Écrit par : Patoucha | 07/01/2018

Il ne faut pas prendre le public pour des canards sauvages Leo Muscato..... :))))))
Extrait:

"Le scénario ne s’est pas passé comme prévu, ni même comme dans le poème de Victor Hugo.

- Oui mais voilà, il y a ce que l’on appelle une justice immanente ou l’ironie du sort, comme nous l’enseignaient nos anciens, les Grecs, qui en connaissaient un rayon en matière de destin et de tragédie.

Sur la scène du théâtre de Florence, Carmen s’empare, comme prévu, du revolver de Don José et tire. Clic ! et non pan !, comme on s’y serait attendu.

Le revolver ne marche pas.

Deuxième tentative. Clac ! Toujours rien.

Que faire ? Le chef d’orchestre, Ryan McAdams (...) Il ne peut décemment pas ralentir le rythme au point de jeter le spectacle tout entier dans la catastrophe, ou pire, le ridicule.
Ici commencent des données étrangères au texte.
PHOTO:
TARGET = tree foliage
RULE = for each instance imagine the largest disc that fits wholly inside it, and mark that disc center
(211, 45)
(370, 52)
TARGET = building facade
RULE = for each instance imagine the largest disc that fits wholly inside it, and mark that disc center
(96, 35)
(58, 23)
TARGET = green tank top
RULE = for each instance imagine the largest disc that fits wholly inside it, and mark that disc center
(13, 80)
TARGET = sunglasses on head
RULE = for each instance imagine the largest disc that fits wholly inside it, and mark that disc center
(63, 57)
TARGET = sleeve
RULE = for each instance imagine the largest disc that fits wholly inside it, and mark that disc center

On ne lutte pas contre les dieux....

Comme dans les meilleurs moments des représentations de nos patronages d’antan, Don José s’effondre donc puisqu’il faut bien en finir, se laissant juste le temps de s’écrier, conformément au livret de Meilhac et Halévy :
"Vous pouvez m’arrêter, c’est moi qui l’ai tuée."
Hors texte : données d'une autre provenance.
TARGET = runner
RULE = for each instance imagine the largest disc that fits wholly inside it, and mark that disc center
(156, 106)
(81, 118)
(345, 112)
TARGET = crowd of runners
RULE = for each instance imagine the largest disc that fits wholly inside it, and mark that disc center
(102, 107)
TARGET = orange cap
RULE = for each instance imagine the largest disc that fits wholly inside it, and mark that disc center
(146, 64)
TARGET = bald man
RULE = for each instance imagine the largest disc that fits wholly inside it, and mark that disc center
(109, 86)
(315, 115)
Il faut être sacrément bon comédien (...) Il faut être un non moins sacrément bon public pour faire semblant d’y croire.

Ça n’a pas été le cas. Sifflets et huées ont ponctué, non les artistes ni la transposition de l’action dans un camp de Roms aujourd’hui, mais le final. Tout laisse à croire que sifflets et huées se seraient également fait entendre même sans cet incident guignolesque.
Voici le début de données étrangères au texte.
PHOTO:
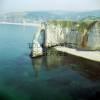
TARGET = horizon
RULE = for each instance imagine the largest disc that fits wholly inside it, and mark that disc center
(49, 5)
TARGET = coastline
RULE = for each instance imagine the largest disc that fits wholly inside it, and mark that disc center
(90, 55)
(22, 24)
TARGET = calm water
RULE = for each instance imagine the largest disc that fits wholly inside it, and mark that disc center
(52, 77)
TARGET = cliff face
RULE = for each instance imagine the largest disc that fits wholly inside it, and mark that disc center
(88, 39)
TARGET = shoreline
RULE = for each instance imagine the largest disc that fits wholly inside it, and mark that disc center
(90, 55)
(22, 24)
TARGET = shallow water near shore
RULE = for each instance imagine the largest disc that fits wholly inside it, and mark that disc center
(56, 76)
Comme le titre La Stampa : E alla fine don Jose mori d’infarto (et à la fin Don José mourut d’un infarctus).

La tragédie a tourné à la farce."

Florence Labbé

http://ripostelaique.com/caramba-carmen-devait-tuer-don-jose-mais-le-pistolet-senraye.html

Leo Muscato a signé aussi sa fin! :))))))

Écrit par : Patoucha | 12/01/2018

Patoucha tu nous les brises menu avec tes textes incompréhensibles.